By request, I'm cross-posting an A9 piece I wrote yesterday. I do have an update though, which can be found at the bottom.
The Moose delivered a good post today. "Win or get out" was his stance. Sorta reminded me of something I read somewhere else once! Still though, despite the elevation of discourse, we're left with a certain truth which everyone I know agrees on:
The truth is that America will withdraw if the situation does not improve in the next year and a half. The patience of the American people is not endless and the politics would dictate a withdrawal if there is not progress.Right. We're bailing. Everyone knows it. I'd say 18 months is a bit long, I'd give it 9-12 (Fourth of July at the latest). Let's just accept that. We're leaving, and the mess that currently exists over there will be a full-out shitstorm after we leave. Believe it.
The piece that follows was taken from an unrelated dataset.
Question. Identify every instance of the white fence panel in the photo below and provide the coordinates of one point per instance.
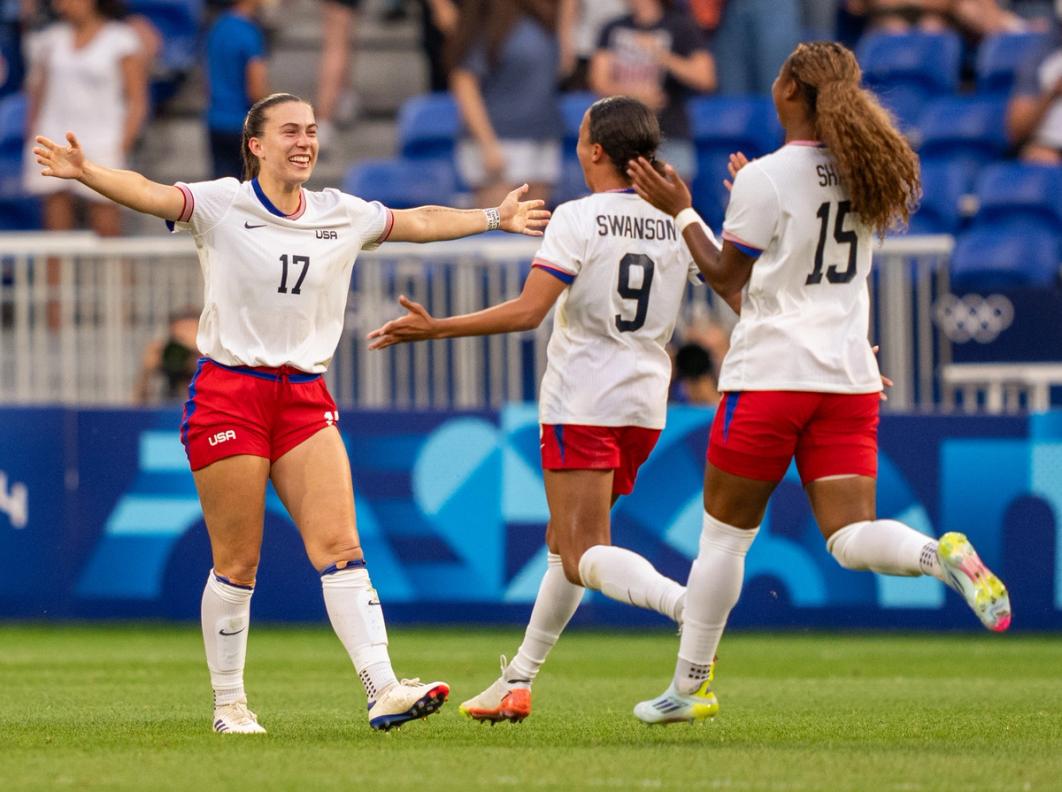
(78, 311)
Now the question becomes, how do we leave? Or better, can we still win? My guess is, even a small improvement for a period of weeks would extend our departure date by a couple of months. For every week of success, tack on an additional month or month and a half of patience from the "American people" (you know, "us"!). You may not accept that. But I think things are fickle enough right now where just a few weeks of solid good news would be so welcomed that the press would practically orgasm on their way to file the report. Let's say its so for argument's sake.
Now, can we win? The Moose rightly parallels the situation to the Kosovo conflict. Yet I think he focuses on the wrong issue. As he points out, in Kosovo, many Republicans were so blinded by their hatred for Clinton that they failed to do the right thing, and decided to play short-term politics rather than long-range defense. And to be sure, there are many on the left who are committing that very same sin now. But politics is, afterall, politics.
The singular difference between here and Kosovo is the definition of success. In Kosovo it was simple, stop Milosevic. Once that was accomplished, the situation began to improve. Here though, we stopped Hussein, and ever since then things have all gone straight to holy hell. In other words, we find ourselves today in a situation where the definition of success is quite unclear. Stop the insurgents is far too vague a goal. So is make Iraq safe for freedom. What is the simple goal we are trying to accomplish in Iraq?
I fear the answer to that question has changed over time, and continues to change. But if Democrats would like to take advantage of the Iraq debacle, they need to have a two or three word answer to that question. Right now, all I hear is a lot of puff (from Sen. Biden's 8/14/05 MTP interview:
a secure nation within its borders that's basically a representative government where everybody thinks they've got a piece of the action that is federated in part where there is more autonomy given to the regions than ordinarily would be assumed in a united democracy, and the institutions in place where there is enough ability for that government, whatever is elected, to secure the physical safety of its people and not be a threat to its neighbors.) (does that seem a little abstract to you?)and a lot of "i dunno". That isn't a strategy for success; neither at the ballot box, nor on the field of battle.
UPDATE: Gen. Clark comes forward w/a plan for success. I've only skimmed it, but will post more shortly on where I see good and bad in his details.